Now we can also create a dataset and push it to hub. Let’s create a new dataset just for comparison. Make sure to create the dataset here first:

from datasets import Dataset, Audio

jax_dataset = Dataset.from_dict({
    "audio": [(sample["audio"]) for sample in audio_data_samples],
    "transcription": [transcription["text"] for transcription in timestamped_transcriptions],
    "chunks": [transcription["chunks"] for transcription in timestamped_transcriptions]
}).cast_column("audio", Audio())

jax_dataset.push_to_hub("myuser/testsetjax", split="example")

Great! Now we can inspect it using the Dataset Viewer again with the steps described previously by vising this page going to your Dataset and clicking on Go to Dataset Viewer.

This is how our example looks like now: Example Dataset in the Viewer

Using NeuraLumaWhisper

As we said in the introduction, we also prototyped and experimental Library called NeuraLumaWhisper. We created it, to make the creation of datasets and transcriptions faster and easier.

Currently, the implementation also builds upon Whisper JAX by Sanchit Gandhi but provides a CLI and a UI with options to transcribe videos, youtube urls and whole directories together. That may make it alot faster to start creating a fast dataset.

As it’s in a prototype experimental stage, it may change or may not be continued. However the Library is available under a MIT License, so feel free to take inspirations or build your own tooling based on our current codebase.
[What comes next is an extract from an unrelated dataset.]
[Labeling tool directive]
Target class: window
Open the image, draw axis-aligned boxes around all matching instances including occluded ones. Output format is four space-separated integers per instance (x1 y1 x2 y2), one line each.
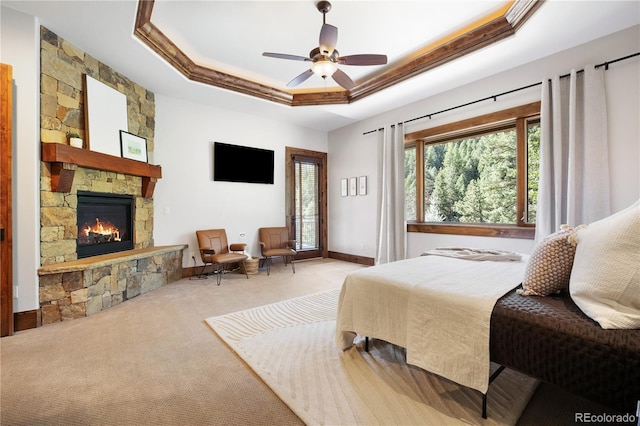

The installation is a lot more straightforward. First clone the repository:

git clone https://github.com/NeuraLuma/NeuraLumaWhisper

Then change into the directory:

cd NeuraLumaWhisper

Now deactivate your current conda environment and create one based on whether you use CPU or GPU:

conda deactivate

For GPU use:

conda env create -f environmentGPU.yaml
conda activate NeuraLumaWhisperGPU

For CPU use:

conda env create -f environmentCPU.yaml
conda activate NeuraLumaWhisperCPU

That’s it! Now you can use the library by using the provided options in the CLI or directly in the WebUI. Let’s start with the CLI. You can view all available options by running:

python main.py --help

As time of this making these are (Subject to change!):

options:
  -h, --help            show this help message and exit
  -s SOURCE, --source SOURCE
                        Path to the file(s) to be transcribed
  -y YOUTUBE, --youtube YOUTUBE
                        URL(s) of the YouTube video(s) to be transcribed, seperate with semicolon (';')
  -ld HF_LOAD_DATASET, --hf_load_dataset HF_LOAD_DATASET
                        HF dataset to load
  -ldc HF_LOAD_DATASET_COLUMN, --hf_load_dataset_column HF_LOAD_DATASET_COLUMN
                        HF dataset column to load
  -ldr HF_LOAD_DATASET_REVISION, --hf_load_dataset_revision HF_LOAD_DATASET_REVISION
                        HF dataset revision to load
  -ldst HF_LOAD_DATASET_SUBSET, --hf_load_dataset_subset HF_LOAD_DATASET_SUBSET
                        HF dataset subset to load
  -ldsp HF_LOAD_DATASET_SPLIT, --hf_load_dataset_split HF_LOAD_DATASET_SPLIT
                        HF dataset split to load
  -o OUTPUT, --output OUTPUT
                        Path to the directory for the transcribed files
  -sd HF_SAVE_DATASET, --hf_save_dataset HF_SAVE_DATASET
                        HF dataset Hub Id to save to e.g. my_user/my_dataset
  -sdp {True,False}, --hf_save_dataset_private {True,False}
                        Set whether the HF dataset is private
  -sdca HF_SAVE_DATASET_COLUMN_AUDIO, --hf_save_dataset_column_audio HF_SAVE_DATASET_COLUMN_AUDIO
                        HF dataset column to save audio to
  -sdct HF_SAVE_DATASET_COLUMN_TEXT, --hf_save_dataset_column_text HF_SAVE_DATASET_COLUMN_TEXT
                        HF dataset column to save text to
  -sdcsbv HF_SAVE_DATASET_COLUMN_TEXT_SBV, --hf_save_dataset_column_text_sbv HF_SAVE_DATASET_COLUMN_TEXT_SBV
                        HF dataset column to save text with (SBV formatted) timestamps to
  -sdr HF_SAVE_DATASET_REVISION, --hf_save_dataset_revision HF_SAVE_DATASET_REVISION
                        HF dataset revision to save to
  -sdsp HF_SAVE_DATASET_SPLIT, --hf_save_dataset_split HF_SAVE_DATASET_SPLIT
                        HF dataset split to save to
  -ts, --timestamp      Activates timestamps. Adds a seperate file with sbv extension
  -tl, --translate      Sets the mode to translation
  -d {float16,bfloat16,float32,float64}, --dtype {float16,bfloat16,float32,float64}
                        Sets the dtype to use
  -b BATCH_SIZE, --batch_size BATCH_SIZE
                        Sets the batch size for inference
  -hfc HF_CHECKPOINT, --hf_checkpoint HF_CHECKPOINT
                        Sets the hf checkpoint to use

For explanations of the options, feel free to read the README.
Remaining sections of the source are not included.